After reading through the list of 61 ODB climate control codes for older Audis I'm curious if there's a list for the A6 that has 90 possible codes.
So far I've made out two of the 90 codes with the '02 A6 4.2Q:
34 = engine coolant temperature (ECT) as seen via the instrument cluster
35 = ECT as seen by the ECU
Suffice to say that these codes don't match up with the older 61 code list.


----------



## Snowhere (Jul 27, 2007)

*FV-QR*

How are you reading the codes? Audi A6 codes are a 5 digit number and my Bentley lists around 800 codes. When I scan ours with my VAD mobile it gives me both the code #s and a description of the code. 
If you get me the complete code I will look it up for you.

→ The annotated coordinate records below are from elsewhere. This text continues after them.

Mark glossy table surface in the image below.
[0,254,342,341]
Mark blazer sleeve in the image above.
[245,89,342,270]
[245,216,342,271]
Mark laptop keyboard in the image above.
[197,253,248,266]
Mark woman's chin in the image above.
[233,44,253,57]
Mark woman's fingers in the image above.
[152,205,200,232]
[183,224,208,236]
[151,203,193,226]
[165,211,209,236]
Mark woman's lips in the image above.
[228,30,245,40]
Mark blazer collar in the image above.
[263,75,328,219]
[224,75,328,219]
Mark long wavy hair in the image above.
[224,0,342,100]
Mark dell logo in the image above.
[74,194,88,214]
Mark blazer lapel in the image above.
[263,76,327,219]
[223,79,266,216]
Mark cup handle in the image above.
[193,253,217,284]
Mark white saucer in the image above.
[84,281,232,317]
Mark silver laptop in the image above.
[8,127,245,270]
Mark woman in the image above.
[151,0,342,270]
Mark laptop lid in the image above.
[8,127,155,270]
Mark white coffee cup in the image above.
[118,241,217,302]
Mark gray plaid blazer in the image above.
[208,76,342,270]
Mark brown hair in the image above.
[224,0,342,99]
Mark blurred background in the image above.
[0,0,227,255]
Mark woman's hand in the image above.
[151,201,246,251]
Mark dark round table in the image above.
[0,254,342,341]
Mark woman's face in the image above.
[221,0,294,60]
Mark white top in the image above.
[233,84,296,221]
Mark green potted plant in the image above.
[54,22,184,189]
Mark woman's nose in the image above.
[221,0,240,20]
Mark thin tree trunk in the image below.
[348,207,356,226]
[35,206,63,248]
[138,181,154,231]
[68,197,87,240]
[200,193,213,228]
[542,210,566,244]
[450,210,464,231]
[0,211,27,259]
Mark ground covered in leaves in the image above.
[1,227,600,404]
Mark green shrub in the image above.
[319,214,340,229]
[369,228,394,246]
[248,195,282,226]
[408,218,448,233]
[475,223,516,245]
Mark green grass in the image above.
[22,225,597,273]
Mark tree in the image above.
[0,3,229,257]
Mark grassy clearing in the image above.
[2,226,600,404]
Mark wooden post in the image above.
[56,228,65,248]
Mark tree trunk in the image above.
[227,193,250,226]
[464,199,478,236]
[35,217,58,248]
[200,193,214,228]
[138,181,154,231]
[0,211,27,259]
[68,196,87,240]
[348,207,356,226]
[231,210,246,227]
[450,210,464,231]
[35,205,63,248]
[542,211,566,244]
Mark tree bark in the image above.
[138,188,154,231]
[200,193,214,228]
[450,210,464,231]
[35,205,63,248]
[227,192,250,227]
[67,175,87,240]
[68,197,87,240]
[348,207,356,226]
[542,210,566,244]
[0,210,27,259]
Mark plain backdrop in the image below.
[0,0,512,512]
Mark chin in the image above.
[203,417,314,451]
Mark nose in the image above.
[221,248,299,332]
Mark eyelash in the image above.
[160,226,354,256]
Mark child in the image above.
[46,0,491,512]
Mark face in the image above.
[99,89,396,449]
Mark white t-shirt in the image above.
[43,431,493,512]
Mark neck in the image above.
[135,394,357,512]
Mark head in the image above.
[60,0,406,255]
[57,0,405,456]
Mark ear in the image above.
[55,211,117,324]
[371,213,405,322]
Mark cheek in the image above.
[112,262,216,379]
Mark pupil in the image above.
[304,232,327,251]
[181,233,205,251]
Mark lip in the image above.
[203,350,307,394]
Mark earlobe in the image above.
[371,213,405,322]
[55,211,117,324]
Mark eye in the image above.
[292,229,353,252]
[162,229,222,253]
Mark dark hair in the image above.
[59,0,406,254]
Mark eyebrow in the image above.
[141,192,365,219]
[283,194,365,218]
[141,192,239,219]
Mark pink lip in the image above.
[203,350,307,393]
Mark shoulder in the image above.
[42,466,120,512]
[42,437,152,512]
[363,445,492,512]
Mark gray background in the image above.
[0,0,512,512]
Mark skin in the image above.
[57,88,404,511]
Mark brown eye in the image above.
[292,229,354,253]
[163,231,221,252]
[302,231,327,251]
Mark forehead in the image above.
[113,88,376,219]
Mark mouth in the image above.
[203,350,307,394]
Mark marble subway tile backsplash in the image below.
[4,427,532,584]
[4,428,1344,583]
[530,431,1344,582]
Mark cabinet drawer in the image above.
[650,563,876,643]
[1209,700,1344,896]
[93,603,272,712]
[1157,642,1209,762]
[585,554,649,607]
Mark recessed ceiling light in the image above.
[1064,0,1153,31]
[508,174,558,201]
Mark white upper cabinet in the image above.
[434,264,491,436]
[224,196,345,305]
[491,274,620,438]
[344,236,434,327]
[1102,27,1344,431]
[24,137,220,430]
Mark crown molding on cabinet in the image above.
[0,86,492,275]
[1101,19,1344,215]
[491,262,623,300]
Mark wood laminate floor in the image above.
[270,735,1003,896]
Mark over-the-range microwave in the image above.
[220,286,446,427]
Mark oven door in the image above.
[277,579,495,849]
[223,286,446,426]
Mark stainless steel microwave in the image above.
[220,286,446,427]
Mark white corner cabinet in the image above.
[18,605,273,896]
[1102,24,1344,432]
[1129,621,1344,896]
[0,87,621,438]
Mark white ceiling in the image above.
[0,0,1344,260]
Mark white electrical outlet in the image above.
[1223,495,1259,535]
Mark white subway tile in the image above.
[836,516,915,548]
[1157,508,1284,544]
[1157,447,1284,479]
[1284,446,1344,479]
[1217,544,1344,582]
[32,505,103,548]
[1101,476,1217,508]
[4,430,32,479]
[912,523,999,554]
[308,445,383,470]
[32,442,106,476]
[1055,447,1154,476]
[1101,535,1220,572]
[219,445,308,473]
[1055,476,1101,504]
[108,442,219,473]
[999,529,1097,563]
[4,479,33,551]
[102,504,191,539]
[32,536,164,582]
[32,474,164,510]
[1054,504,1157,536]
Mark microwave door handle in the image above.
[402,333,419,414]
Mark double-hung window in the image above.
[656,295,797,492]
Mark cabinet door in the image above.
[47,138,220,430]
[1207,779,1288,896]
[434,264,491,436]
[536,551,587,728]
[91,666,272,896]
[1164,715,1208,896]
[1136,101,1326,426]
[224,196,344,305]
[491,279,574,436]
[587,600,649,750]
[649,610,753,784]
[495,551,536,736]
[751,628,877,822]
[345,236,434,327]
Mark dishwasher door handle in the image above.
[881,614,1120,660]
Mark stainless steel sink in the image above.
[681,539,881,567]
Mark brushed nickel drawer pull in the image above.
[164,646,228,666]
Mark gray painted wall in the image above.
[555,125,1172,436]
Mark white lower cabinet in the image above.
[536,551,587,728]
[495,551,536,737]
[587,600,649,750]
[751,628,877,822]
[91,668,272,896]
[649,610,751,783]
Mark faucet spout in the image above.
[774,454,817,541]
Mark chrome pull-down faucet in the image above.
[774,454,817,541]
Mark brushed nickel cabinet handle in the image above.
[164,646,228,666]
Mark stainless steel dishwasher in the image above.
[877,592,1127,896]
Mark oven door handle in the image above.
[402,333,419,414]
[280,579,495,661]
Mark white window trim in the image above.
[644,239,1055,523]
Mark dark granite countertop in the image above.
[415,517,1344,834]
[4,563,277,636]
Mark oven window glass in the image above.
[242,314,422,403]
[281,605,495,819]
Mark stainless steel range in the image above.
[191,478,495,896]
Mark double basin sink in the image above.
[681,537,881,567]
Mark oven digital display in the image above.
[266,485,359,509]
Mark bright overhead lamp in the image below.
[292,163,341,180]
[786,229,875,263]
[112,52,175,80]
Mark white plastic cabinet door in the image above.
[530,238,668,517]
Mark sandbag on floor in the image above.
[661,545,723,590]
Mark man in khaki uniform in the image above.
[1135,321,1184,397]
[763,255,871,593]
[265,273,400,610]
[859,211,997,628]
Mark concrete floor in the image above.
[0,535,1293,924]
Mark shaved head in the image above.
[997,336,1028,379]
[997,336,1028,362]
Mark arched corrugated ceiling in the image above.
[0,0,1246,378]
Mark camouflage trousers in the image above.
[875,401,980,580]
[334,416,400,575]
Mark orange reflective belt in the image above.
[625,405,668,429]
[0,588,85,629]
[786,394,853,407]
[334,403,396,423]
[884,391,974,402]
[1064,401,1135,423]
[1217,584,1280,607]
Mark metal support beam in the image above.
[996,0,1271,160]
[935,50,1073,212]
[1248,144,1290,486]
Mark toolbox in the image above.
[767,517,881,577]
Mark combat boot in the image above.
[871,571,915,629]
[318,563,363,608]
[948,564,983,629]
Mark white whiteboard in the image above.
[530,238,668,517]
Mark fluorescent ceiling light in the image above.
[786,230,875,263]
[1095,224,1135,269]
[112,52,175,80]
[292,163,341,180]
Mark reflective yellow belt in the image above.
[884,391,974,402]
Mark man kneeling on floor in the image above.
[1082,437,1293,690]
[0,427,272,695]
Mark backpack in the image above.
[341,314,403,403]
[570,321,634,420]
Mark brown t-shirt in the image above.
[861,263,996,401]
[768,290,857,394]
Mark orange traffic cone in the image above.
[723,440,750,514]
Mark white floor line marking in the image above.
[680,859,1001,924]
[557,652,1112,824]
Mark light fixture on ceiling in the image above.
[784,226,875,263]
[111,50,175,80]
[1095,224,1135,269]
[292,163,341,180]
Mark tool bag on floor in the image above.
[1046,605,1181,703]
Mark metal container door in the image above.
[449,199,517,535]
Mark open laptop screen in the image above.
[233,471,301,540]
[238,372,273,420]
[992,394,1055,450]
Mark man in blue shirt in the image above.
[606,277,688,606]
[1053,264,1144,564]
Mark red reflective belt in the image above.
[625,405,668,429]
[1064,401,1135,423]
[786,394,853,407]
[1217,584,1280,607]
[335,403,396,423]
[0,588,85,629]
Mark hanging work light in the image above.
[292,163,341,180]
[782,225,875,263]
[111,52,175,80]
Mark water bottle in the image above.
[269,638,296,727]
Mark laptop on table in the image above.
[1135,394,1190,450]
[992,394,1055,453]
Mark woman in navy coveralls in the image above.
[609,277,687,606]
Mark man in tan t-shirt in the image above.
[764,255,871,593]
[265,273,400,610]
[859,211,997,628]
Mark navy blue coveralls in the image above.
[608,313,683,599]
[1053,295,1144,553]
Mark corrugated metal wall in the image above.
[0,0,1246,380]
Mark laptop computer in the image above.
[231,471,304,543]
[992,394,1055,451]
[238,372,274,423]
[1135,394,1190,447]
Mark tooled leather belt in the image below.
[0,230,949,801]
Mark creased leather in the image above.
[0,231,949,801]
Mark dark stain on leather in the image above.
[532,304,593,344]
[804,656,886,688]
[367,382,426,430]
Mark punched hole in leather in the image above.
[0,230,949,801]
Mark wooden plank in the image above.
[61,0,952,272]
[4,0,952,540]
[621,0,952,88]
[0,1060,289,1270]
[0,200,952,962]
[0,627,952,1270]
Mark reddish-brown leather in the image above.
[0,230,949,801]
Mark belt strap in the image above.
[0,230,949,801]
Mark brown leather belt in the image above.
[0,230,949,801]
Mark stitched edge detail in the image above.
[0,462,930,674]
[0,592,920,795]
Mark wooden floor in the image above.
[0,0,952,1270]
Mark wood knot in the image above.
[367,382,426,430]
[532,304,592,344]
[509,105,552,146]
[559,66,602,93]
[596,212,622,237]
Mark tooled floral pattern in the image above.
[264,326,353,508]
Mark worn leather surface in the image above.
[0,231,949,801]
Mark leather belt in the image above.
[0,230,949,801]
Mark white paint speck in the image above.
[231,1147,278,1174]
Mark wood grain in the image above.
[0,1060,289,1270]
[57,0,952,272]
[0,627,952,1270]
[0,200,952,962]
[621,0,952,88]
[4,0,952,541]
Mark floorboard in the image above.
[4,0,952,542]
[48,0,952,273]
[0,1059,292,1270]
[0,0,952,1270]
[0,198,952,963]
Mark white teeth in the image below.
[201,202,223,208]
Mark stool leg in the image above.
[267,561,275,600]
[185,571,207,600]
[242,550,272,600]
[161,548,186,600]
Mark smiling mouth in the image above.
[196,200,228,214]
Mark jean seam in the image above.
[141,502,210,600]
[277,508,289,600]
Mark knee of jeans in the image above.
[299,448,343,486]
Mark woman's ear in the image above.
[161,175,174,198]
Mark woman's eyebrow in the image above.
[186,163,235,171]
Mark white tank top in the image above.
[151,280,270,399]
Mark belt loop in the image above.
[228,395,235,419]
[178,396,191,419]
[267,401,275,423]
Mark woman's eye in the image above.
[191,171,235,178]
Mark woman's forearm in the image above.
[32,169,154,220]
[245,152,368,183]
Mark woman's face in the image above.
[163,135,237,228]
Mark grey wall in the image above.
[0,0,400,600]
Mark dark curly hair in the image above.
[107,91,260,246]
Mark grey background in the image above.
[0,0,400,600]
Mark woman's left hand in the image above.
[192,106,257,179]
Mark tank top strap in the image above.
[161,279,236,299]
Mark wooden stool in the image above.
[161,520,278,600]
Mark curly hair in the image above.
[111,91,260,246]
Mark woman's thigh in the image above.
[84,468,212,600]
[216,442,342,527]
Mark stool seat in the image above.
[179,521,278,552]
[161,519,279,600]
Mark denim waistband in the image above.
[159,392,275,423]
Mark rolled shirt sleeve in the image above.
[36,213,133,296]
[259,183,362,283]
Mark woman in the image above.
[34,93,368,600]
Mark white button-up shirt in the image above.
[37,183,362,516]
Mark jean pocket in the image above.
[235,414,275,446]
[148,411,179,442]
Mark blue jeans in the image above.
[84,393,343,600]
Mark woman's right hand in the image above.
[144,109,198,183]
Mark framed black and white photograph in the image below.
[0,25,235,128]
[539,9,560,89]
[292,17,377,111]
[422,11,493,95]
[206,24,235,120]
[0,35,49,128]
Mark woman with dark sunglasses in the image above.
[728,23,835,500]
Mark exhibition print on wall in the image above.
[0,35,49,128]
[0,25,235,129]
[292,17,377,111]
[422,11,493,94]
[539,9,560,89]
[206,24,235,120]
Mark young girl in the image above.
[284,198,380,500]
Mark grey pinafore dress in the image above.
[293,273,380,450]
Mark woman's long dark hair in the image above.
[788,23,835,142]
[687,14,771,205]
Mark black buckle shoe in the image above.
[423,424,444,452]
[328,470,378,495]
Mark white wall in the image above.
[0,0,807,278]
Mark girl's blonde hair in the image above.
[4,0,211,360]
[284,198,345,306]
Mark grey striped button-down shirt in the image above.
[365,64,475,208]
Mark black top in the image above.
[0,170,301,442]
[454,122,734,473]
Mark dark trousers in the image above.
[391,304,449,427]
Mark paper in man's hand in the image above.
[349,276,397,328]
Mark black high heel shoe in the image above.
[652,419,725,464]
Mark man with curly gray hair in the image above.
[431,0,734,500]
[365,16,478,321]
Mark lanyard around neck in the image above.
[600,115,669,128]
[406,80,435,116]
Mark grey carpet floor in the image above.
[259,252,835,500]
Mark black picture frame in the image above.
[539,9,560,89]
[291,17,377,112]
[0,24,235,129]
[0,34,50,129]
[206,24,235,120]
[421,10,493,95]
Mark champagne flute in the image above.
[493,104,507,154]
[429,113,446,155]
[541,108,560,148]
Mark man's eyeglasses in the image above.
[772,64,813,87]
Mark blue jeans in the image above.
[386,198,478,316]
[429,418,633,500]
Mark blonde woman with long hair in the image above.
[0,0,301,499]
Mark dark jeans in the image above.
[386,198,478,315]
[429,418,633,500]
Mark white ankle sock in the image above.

_Modified by Snowhere at 8:11 PM 10-6-2009_


----------



## monkeytronic (Oct 5, 2009)

The climate control unit doesn't read out OBD-II codes but it does display its associated sensor values in real-time.
In a nutshell, every so often I'm finding that when driving the instrument cluster's coolant temperature gauge will drop to "C" even when the engine's been running at normal operating temperature for quite some time. This with the oil temperature gauge showing right around 200 ºF (or about 90 ºC).
That's where the climate control unit comes in handy as during the brief time the coolant gauge blacks out, code 34 shows "-0" and "40 ºC" and code 35 shows "0" and "90 ºC", indicating an intermittent open circuit condition that lies with either the instrument cluster's ECT sensor and/or its associated wiring since the ECU is still receiving a valid ECT reading all the while.


----------